Pedro J. Sáez

Emboscada en Dallas


Скачать книгу

Recuerdo que lo miró sin mucho detenimiento. Supongo que se fijó en la cuantía. No parpadeó. Se apoyó en la mesa y firmó las tres copias. Luego me entregó un sobre con 5000 dólares.

      (Pausa y cambio de hoja).

      —De todos los detectives con los que trabajo, usted es el más caro. Debe de ser muy bueno. Si es tan amable, anote en esta copia que recibe 5000 dólares a cuenta y firme, por favor. En dos meses recibirá el resto.

      Cuando lo hice, se lo entregué.

      —¿No lo cuenta?

      —No es necesario, viniendo de usted —le contesté.

      —Bueno. Ya puede empezar. Por cierto, ¿quiere acompañarme a comer? ¿O tiene ahora otra cosa mejor que hacer?
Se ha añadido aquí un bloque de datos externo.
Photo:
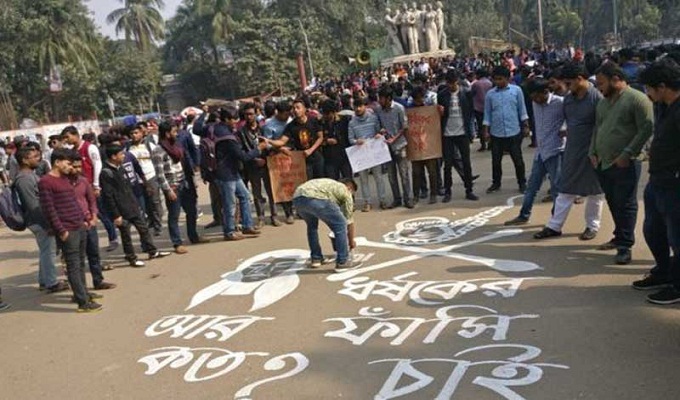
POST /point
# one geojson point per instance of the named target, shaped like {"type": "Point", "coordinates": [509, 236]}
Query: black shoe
{"type": "Point", "coordinates": [547, 233]}
{"type": "Point", "coordinates": [471, 196]}
{"type": "Point", "coordinates": [666, 296]}
{"type": "Point", "coordinates": [90, 307]}
{"type": "Point", "coordinates": [651, 282]}
{"type": "Point", "coordinates": [623, 256]}
{"type": "Point", "coordinates": [588, 234]}
{"type": "Point", "coordinates": [517, 221]}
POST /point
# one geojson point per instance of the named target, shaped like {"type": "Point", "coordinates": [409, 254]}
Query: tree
{"type": "Point", "coordinates": [140, 20]}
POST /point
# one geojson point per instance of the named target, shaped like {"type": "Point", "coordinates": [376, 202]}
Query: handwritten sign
{"type": "Point", "coordinates": [286, 173]}
{"type": "Point", "coordinates": [424, 133]}
{"type": "Point", "coordinates": [368, 155]}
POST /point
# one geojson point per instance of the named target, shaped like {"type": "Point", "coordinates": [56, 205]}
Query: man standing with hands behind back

      —Desde luego que no.

      Nos levantamos y me dijo que esperase.

      —Voy a dejar el contrato y dar algunas instrucciones. Enseguida vuelvo.

      —No pienso marcharme sin usted.

      Creo que aquella frase le gustó, y no lo hice con ninguna intención, pero ella me respondió con una pequeña y maliciosa sonrisa. Entramos en un restaurante donde ella habitualmente iba a comer, porque nada más entrar nos acompañaron a la mesa que siempre ocupaba. No recuerdo muy bien lo que comimos: ella, algo de pescado, y yo, ternera guisada. Estuvimos más de una hora hablando, sobre todo se interesó mucho por mi persona. En menos de una hora ella sabía tanto como yo de mi pasado. Era una mujer que sabía embaucar. Luego hablamos sobre el trabajo.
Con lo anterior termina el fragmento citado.